Son zamanlara kadar, endometriozisi teşhis etmenin tek yolu laparoskopik cerrahiydi. Ancak şimdi daha az invaziv yöntemler kullanılmaktadır. Örneğin, ultrason görüntüleme over endometriozisini tespit edebilir ve manyetik rezonans görüntüleme (MR) taraması derin formun lezyonlarını ortaya çıkarabilir. Ne yazık ki, görüntüleme yöntemleri halen en yaygın olan periton endometriozisi için iyi çalışmamaktadır. Ayrıca, yanlış teşhis ve sağlık hizmetlerine erişimdeki eşitsizlikler nedeniyle herkes bu tür görüntülemeler için yönlendirilmelidir.
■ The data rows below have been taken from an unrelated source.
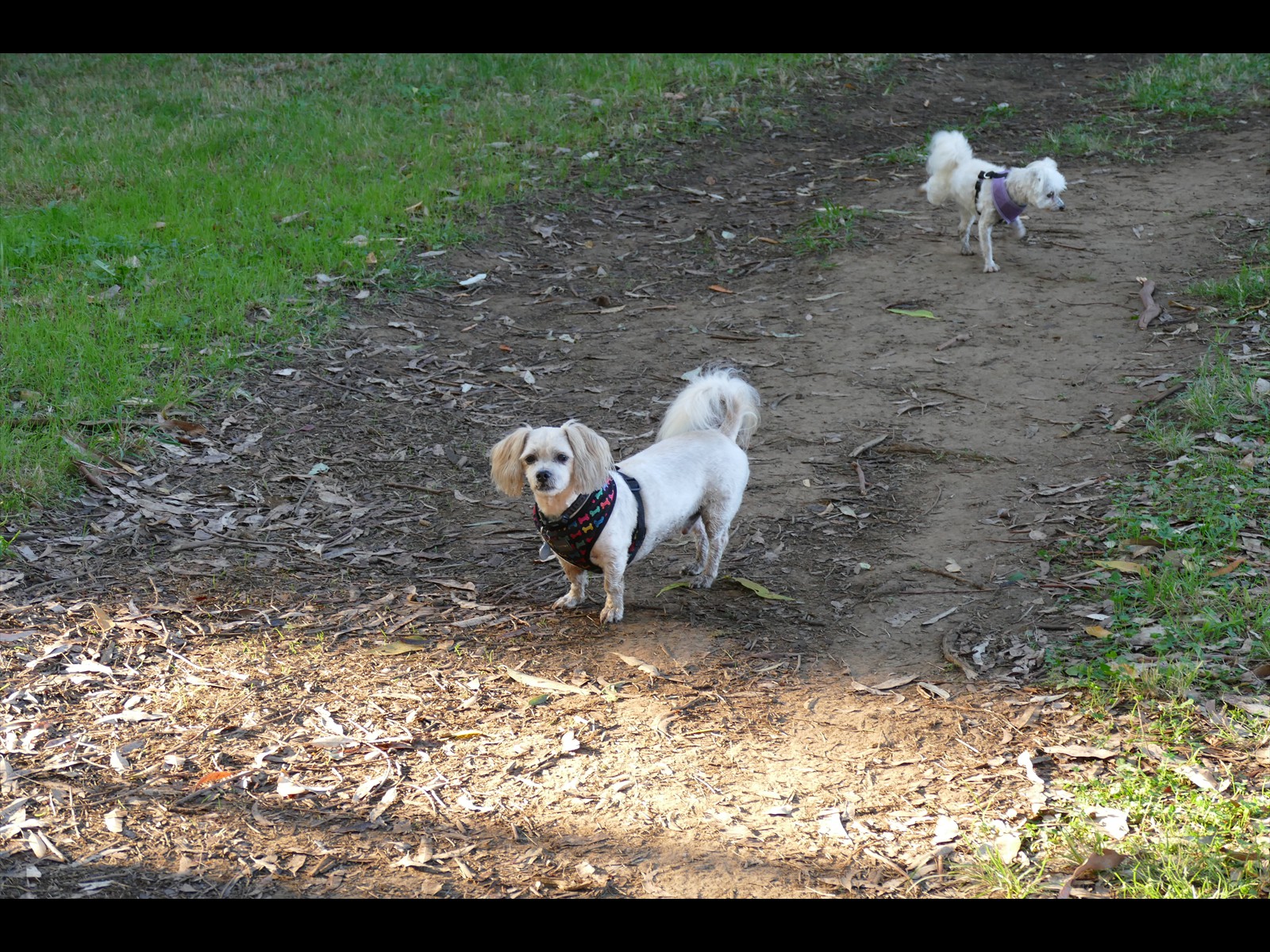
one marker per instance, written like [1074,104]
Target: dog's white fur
[691,480]
[952,171]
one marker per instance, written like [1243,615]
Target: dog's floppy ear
[592,459]
[506,463]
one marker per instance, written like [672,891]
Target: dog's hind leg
[986,245]
[702,545]
[577,593]
[715,524]
[967,222]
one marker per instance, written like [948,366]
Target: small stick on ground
[1149,309]
[946,644]
[870,444]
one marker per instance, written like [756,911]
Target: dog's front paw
[568,601]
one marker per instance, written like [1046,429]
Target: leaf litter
[302,647]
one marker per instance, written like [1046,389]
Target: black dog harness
[575,533]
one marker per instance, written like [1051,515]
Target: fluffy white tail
[717,400]
[948,152]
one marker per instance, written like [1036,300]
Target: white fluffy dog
[987,192]
[601,518]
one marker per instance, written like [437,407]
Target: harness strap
[641,527]
[983,175]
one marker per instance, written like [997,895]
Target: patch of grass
[164,216]
[831,228]
[1108,136]
[1176,579]
[908,154]
[1245,294]
[1210,86]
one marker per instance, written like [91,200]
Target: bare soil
[310,651]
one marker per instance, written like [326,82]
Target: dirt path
[230,593]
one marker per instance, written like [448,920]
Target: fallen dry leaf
[1106,860]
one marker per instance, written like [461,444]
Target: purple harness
[1006,207]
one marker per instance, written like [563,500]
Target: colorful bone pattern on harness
[573,536]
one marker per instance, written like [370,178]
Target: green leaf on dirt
[759,589]
[1123,565]
[403,647]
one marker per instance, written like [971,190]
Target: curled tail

Tedavi için, bazı hastalar için lezyonların cerrahi olarak çıkarılması işe yararken, diğerleri için işe yaramaz. Eşlik eden durumların belirlenmesi, kimin yardım alamayacağını belirleyebilir. Pelvis dışında yaygın ağrı çekenlerin ameliyattan fayda görmemesi olasıdır. Missmer, “Çıkarılacak bir şey yok” diyor. İngiltere’de ameliyat ile ve ameliyatsız sonuçları inceleyen klinik denemeler devam etmektedir.
Şu anda endometriozis teşhisi konmuş veya endişe verici belirtileri olan herkes, bunu sadece bir jinekologla değil, aynı zamanda birinci doktorlarıyla da tartışmalıdır. Bu sadece tek bir vücut parçası sorunu değil. Bu bir görüş ve analiz makalesidir ve yazar veya yazarların ifade ettiği görüşler kesinlikle Scientific American’ın görüşleri değildir.